Comenzó a descargar puñetazos contra el salpicadero hasta que un dolor agudo le paralizó los antebrazos. Por fin, apoyó la cabeza en el volante mientras intentaba recuperar el aliento. Pensó que iba a vomitar cuando notó en la garganta el regusto ácido del concentrado de carne, pero se tragó la arcada. Unos segundos después encaraba la calle. Por un instante, miró su casa por el espejo retrovisor. Habían vivido allí durante casi tres años. Una casa maravillosa construida hacía cien años, con habitaciones grandes, molduras, suelo de roble y los suficientes recovecos secretos para que no fuese difícil encontrar un lugar tranquilo donde perderse en una triste tarde de domingo. Les había parecido un lugar fantástico para criar a sus hijos. Habían soñado con hacer tantas cosas… Tantas…

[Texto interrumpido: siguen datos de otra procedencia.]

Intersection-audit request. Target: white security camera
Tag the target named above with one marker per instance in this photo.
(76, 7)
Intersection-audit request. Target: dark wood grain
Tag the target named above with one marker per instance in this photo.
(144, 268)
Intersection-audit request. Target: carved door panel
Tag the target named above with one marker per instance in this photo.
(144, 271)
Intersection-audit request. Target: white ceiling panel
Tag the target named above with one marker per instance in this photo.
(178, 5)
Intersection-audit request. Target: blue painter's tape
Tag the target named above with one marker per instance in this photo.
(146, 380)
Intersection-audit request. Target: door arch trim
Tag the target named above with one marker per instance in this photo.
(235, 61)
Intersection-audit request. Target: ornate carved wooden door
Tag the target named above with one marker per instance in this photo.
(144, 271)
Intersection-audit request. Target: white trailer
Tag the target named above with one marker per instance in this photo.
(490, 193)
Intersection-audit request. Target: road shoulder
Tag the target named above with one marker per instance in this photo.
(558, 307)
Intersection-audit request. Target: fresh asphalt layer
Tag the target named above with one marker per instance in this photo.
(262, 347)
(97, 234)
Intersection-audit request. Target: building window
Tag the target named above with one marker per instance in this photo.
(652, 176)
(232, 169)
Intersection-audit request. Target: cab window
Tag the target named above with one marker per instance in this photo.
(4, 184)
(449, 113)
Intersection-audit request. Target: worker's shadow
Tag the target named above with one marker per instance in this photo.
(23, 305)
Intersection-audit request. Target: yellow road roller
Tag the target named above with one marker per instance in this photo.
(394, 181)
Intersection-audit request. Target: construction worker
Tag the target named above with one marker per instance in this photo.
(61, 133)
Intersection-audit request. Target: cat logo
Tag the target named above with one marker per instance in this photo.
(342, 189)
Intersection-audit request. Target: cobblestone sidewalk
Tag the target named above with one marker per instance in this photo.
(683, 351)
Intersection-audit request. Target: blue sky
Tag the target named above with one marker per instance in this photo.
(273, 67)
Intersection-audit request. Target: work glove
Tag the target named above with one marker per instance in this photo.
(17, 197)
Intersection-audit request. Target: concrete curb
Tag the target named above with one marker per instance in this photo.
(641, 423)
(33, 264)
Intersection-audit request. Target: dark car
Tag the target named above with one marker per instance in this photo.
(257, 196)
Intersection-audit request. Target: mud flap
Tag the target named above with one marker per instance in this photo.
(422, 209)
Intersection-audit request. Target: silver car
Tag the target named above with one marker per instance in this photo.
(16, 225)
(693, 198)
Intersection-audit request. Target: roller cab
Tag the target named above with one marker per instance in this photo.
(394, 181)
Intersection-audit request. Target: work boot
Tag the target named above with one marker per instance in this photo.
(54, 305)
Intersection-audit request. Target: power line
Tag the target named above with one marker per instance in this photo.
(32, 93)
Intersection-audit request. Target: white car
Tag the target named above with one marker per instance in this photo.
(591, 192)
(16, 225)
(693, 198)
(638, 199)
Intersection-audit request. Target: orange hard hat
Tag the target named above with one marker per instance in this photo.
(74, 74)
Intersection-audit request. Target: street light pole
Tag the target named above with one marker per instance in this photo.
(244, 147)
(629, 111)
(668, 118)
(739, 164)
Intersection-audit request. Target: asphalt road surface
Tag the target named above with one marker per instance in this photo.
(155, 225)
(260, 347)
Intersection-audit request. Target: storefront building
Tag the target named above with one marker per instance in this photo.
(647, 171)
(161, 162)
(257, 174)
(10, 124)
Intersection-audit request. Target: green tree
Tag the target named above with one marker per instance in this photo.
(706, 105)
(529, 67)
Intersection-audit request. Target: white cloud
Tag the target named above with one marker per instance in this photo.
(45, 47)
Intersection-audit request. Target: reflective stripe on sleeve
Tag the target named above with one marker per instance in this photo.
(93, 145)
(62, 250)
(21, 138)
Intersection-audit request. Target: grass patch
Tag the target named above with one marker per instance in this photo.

Notó que la amenazaba otro ataque de llanto. Aceleró la marcha y llegó a la carretera. Diez minutos más tarde vio el cartel luminoso rojo y amarillo del McDonald's. Entró en el drive-in y pidió un café largo. Al bajar el cristal de la ventanilla se encontró ante el rostro pecoso de una jovencita larguirucha, con el pelo largo color caoba recogido en una cola de caballo, que con toda seguridad crecería para convertirse en una joven hermosa, como ocurriría con Amy. Sidney deseó que la jovencita todavía tuviera a su padre. Se estremeció una vez más al pensar que Amy había perdido el suyo.
En menos de una hora se dirigía el oeste por la ruta 29, que cruzaba la ondulada campiña de Virginia en un ángulo de casi cuarenta y cinco grados y llegaba al límite con Carolina del Norte. Sidney había viajado multitud de veces por esta carretera cuando iba a la facultad de Derecho de la universidad de Virginia en Charlottesville. Era un trayecto encantador a través de los silenciosos campos de batalla de la Guerra Civil y las viejas granjas familiares que todavía funcionaban. Nombres como Brightwood, Locust Dale, Madison y Montpellier aparecían fugazmente en las señales de tráfico, y Sidney recordó los muchos viajes que ella y Jason habían hecho a Charlottesville para asistir a algún espectáculo. Ahora ninguna parte de la carretera o del campo le ofrecía consuelo.
Continuó viajando. Sidney miró el reloj del salpicadero y se sorprendió al ver que era casi la una de la mañana. Pisó el acelerador y el Ford voló por la carretera desierta. Afuera, la temperatura bajaba cada vez más a medida que el terreno se hacía más alto. El cielo estaba encapotado y la única luz era la de los faros. Subió la calefacción y puso las luces largas.